Since seizing power in a coup, the Burkinabe junta has placed international organisations and humanitarian bodies under increasing pressure, as the Sahel nation faces a widespread jihadist insurgency.
The military government said in a statement that UN resident humanitarian coordinator Carol Flore-Smereczniak must leave because of her "responsibility" in drafting the March report, which it charged conveyed "serious and false information".
Titled "Children and armed conflict in Burkina Faso", the report found violations against minors including "the recruitment and use of children, the killing and maiming of children, rape and other forms of sexual violence against children, attacks on schools, hospitals and protected persons in relation to schools and/or hospitals, the abduction of children and the denial of humanitarian access".

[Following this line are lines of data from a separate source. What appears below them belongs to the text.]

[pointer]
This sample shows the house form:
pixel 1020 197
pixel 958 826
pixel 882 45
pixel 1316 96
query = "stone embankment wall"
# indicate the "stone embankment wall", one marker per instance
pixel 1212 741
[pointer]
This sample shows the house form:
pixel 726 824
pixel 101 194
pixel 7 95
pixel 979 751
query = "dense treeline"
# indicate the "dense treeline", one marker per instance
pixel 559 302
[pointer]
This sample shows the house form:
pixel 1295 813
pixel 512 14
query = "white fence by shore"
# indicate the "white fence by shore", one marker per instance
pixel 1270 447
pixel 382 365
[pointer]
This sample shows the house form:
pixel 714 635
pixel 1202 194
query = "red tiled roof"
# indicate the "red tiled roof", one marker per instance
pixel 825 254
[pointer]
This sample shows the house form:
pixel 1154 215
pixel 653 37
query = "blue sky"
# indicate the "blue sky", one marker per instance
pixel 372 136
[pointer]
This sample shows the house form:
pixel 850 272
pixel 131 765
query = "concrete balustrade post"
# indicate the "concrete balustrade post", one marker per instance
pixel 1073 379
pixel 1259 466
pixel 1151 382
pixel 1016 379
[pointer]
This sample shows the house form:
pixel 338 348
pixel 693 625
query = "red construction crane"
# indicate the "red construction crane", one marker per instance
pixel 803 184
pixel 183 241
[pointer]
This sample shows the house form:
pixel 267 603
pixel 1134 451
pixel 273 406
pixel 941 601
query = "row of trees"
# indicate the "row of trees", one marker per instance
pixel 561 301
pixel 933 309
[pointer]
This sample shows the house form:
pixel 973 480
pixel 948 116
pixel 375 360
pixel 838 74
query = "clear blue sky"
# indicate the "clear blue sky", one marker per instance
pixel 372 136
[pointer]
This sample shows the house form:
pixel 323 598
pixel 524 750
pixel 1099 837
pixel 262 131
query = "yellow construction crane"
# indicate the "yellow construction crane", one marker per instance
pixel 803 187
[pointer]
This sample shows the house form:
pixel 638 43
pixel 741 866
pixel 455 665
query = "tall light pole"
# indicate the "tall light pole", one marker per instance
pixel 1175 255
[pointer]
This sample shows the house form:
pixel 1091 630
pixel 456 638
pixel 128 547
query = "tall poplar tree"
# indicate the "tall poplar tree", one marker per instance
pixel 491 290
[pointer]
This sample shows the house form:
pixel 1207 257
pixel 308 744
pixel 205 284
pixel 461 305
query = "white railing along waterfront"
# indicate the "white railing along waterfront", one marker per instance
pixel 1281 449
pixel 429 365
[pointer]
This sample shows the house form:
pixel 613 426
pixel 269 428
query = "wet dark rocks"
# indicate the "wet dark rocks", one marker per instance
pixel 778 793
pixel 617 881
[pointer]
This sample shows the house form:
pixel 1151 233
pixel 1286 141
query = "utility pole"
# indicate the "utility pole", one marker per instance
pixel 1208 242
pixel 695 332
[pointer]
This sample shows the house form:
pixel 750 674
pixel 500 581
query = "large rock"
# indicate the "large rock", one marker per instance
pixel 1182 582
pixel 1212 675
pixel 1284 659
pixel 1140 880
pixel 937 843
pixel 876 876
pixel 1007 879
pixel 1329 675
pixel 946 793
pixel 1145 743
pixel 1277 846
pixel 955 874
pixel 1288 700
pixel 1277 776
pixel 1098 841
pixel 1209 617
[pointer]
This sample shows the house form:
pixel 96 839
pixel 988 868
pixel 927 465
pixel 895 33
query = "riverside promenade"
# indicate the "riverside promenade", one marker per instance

Most of the recorded instances of child recruitment were by the Al-Qaeda-linked Group for the Support of Islam and Muslims, known by its Arabic acronym JNIM, with the Islamic State in the Greater Sahara (ISGS) group also implicated.
However the report also found that defence and security forces as well as its civilian auxiliaries, the Volunteers for the Defence of the Nation, were responsible for a fifth of the grave violations the UN investigators had registered.
Flore-Smereczniak, who is from Mauritius, was named to the post in July 2024.
The junta had previously declared one of her predecessors, Italian official Barbara Manzi, likewise "persona non grata" in December 2022.
Burkina Faso has been plagued by attacks from Islamist fighters for a decade.
Though the ruling junta has pledged to crack down on the unrest since seizing power in a coup in September 2022, its military rulers have so far proven unable to stem the jihadist tide.
The Burkinabe army and its civilian auxiliaries are regularly accused of committing abuses against civilians.
The jihadist insurgency has killed more than 26,000 people -- both civilians and soldiers -- in Burkina Faso since it began more than 10 years ago.
Over half of those deaths have taken place in the past three years.